GM and its directors and executive officers, and Hughes and its directors
and executive officers, may be deemed to be participants in the solicitation
of proxies or consents from the holders of GM $1-2/3 par value common
stock and GM Class H common stock in connection with the proposed transactions.
Information about the directors and executive officers of GM and their
ownership of GM stock is set forth in the proxy statement for GM’s
2003 annual meeting of shareholders. Participants in GM’s solicitation
may also be deemed to include certain persons whose interests in GM or
Hughes are not described in the proxy statement for GM’s 2003 annual
meeting. Information regarding these persons and their interests in GM
and/or Hughes was filed pursuant to Rule 425 with the SEC by each of GM
and Hughes on April 10, 2003. Investors may obtain additional information
regarding the interests of such participants by reading the definitive
consent solicitation statement of GM / prospectus of Hughes / prospectus
of News filed with the SEC on August 21, 2003.
This communication shall not constitute an offer to sell or the solicitation
of an offer to buy any securities, nor shall there be any sale of securities
in any jurisdiction in which such offer, solicitation or sale would be
unlawful prior to registration or qualification under the securities laws
of any such jurisdiction. No offering of securities shall be made except
by means of a prospectus meeting the requirements of Section 10 of the
Securities Act of 1933, as amended.
Materials included in this document contain “forward-looking
statements” within the meaning of the Private Securities Litigation
Reform Act of 1995. Such forward-looking statements involve known and
unknown risks, uncertainties and other factors that could cause actual
results to be materially different from historical results or from any
future results expressed or implied by such forward-looking statements.
The factors that could cause actual results of GM, Hughes and/or News
Corp. to differ materially, many of which are beyond the control of GM,
Hughes or News Corp. include, but are not limited to, the following: (1)

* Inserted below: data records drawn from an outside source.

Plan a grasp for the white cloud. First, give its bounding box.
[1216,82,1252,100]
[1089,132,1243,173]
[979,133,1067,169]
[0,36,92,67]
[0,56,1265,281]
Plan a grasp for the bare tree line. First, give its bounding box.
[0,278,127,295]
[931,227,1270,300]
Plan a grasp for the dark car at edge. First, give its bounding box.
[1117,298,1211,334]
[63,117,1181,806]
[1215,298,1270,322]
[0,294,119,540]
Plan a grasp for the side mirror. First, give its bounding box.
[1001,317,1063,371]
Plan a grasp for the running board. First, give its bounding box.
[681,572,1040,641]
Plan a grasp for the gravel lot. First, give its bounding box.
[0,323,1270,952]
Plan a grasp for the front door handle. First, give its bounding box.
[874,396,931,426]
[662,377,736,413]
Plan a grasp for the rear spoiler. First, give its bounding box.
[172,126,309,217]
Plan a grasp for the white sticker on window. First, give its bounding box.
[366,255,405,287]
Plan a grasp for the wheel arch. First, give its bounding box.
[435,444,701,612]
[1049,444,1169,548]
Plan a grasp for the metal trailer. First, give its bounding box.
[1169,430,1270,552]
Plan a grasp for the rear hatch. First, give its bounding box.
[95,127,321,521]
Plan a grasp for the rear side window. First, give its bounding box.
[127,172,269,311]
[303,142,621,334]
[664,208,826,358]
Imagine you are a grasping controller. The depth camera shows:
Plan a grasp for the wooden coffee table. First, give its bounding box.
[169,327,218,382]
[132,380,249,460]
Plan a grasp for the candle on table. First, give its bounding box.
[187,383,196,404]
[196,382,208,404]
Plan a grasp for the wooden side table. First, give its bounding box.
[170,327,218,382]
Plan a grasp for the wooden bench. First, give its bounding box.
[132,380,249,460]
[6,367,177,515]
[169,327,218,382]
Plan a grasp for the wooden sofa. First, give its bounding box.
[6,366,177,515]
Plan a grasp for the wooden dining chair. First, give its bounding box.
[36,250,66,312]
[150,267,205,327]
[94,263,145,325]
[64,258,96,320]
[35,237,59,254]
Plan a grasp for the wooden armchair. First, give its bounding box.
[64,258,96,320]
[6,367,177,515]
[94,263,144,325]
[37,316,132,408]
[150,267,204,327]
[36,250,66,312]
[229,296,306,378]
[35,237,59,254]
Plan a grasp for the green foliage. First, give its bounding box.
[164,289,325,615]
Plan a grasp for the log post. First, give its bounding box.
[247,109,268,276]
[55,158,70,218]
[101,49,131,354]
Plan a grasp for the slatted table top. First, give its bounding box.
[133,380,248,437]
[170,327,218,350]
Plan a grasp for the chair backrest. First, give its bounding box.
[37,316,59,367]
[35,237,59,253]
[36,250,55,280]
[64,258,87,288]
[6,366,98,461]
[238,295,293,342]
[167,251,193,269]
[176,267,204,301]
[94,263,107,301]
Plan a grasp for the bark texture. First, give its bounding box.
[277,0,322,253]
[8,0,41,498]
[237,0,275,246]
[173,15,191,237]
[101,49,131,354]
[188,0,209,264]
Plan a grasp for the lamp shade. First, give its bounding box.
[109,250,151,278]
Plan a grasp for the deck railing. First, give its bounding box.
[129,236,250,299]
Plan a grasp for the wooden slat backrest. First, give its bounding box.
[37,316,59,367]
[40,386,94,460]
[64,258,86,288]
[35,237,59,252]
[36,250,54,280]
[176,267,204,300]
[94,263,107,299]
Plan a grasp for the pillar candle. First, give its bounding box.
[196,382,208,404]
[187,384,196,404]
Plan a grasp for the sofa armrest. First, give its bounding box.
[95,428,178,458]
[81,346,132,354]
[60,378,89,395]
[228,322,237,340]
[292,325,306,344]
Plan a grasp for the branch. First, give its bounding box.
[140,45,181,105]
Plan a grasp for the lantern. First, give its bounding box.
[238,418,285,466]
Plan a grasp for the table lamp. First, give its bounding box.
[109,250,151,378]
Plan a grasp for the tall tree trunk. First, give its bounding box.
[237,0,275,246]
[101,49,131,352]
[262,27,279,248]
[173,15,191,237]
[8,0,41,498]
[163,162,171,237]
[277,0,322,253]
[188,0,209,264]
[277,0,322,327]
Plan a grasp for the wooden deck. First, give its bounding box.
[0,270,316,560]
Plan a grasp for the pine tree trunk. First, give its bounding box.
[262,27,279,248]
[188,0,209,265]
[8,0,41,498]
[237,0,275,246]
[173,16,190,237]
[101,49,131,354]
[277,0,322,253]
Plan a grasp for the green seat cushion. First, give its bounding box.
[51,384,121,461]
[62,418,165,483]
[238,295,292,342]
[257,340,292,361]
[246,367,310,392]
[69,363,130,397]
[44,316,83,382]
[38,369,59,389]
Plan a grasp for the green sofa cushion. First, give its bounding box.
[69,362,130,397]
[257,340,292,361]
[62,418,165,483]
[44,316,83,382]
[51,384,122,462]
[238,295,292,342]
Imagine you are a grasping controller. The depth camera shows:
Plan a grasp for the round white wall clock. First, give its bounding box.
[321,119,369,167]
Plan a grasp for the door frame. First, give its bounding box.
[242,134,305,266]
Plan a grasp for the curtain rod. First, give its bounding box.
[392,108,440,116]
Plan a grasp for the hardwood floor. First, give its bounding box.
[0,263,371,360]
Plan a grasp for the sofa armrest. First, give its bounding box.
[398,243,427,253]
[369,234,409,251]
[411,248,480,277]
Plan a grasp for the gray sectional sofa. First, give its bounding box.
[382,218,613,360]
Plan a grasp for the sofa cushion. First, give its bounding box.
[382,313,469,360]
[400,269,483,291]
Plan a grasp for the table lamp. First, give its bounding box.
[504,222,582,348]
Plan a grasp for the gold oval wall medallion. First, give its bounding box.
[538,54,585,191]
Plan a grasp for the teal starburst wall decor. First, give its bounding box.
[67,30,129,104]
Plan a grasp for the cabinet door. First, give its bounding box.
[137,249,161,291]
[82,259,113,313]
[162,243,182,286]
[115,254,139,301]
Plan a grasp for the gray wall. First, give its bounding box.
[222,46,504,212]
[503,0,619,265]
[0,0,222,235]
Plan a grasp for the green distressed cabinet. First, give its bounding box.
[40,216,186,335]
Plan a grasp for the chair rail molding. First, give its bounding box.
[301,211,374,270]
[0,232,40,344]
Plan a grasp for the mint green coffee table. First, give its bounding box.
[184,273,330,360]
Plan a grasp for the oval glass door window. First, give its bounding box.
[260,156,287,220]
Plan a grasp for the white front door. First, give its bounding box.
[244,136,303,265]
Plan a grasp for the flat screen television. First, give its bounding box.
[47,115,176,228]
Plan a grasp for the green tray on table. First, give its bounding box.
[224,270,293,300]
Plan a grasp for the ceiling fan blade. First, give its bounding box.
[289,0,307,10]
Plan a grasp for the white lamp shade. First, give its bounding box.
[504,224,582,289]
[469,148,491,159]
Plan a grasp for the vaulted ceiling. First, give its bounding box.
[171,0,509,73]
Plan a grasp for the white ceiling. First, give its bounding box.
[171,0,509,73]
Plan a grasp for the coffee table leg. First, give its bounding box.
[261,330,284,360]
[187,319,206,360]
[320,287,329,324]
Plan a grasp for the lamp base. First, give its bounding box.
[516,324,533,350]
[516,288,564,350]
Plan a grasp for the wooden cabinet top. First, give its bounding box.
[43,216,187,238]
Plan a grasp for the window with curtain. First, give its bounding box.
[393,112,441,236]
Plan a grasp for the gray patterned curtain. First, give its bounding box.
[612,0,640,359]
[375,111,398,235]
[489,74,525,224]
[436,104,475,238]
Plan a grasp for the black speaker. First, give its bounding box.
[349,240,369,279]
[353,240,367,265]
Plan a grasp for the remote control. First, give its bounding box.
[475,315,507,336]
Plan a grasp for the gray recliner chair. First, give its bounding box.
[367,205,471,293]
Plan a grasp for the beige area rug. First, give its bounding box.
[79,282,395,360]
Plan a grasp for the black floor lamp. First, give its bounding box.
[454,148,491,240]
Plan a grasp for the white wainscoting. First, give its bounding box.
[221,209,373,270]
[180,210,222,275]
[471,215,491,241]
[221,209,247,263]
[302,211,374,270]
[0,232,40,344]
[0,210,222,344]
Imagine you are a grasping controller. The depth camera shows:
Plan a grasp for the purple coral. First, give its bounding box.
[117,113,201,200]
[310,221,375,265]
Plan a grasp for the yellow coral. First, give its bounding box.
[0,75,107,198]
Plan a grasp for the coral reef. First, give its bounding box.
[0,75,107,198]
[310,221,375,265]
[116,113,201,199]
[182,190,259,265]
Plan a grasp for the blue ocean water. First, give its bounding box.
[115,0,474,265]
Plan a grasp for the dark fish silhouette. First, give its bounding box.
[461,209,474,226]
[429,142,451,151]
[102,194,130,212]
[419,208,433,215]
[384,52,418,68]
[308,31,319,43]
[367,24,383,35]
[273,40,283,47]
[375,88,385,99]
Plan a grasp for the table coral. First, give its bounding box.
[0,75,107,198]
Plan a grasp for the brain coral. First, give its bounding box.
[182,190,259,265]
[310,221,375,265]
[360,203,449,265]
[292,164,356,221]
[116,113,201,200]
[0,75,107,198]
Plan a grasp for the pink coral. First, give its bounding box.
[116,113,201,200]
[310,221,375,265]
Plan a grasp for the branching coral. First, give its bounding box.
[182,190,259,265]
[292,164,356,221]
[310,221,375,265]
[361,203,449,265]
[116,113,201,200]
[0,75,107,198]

operating costs, customer loss and business disruption, including, without
limitation, difficulties in maintaining relationships with employees,
customers, clients or suppliers, which may be greater than expected following
the transaction; (2) the regulatory approvals required for the transaction
may not be obtained on the terms expected or on the anticipated schedule;
(3) the effects of legislative and regulatory changes; (4) an inability
to retain necessary authorizations from the FCC; (5) an increase in competition
from cable as a result of digital cable or otherwise, direct broadcast
satellite, other satellite system operators, and other providers of subscription
television services; (6) the introduction of new technologies and competitors
into the subscription television business; (7) changes in labor, programming,
equipment and capital costs; (8) future acquisitions, strategic partnerships
and divestitures and the ability to access capital to maintain financial
flexibility; (9) general business and economic conditions; and (10) other
risks described from time to time in periodic reports filed by GM, Hughes
or News Corp. with the SEC. Those other risks relating to Hughes include,
but are not limited to, the uncertainties regarding the operations of
DIRECTV Latin America, LLC, Hughes’ 75% owned subsidiary, which
is currently operating under Chapter 11 bankruptcy proceedings, and the
performance of Hughes satellites. You are urged to consider statements
that include the words “may”, “will”, “would”,
“could”, “should”, “believes”, “estimates”,
“projects”, “potential”, “expects”,
“plans”, “anticipates”, “intends”,
“continues”, “forecast”, “designed”,
“goal”, “outlook”, “objectives”, “strategy”,
“target”, or the negative of those words or other comparable
words to be uncertain and forward-looking. This cautionary statement applies
to all forward-looking statements included in this document.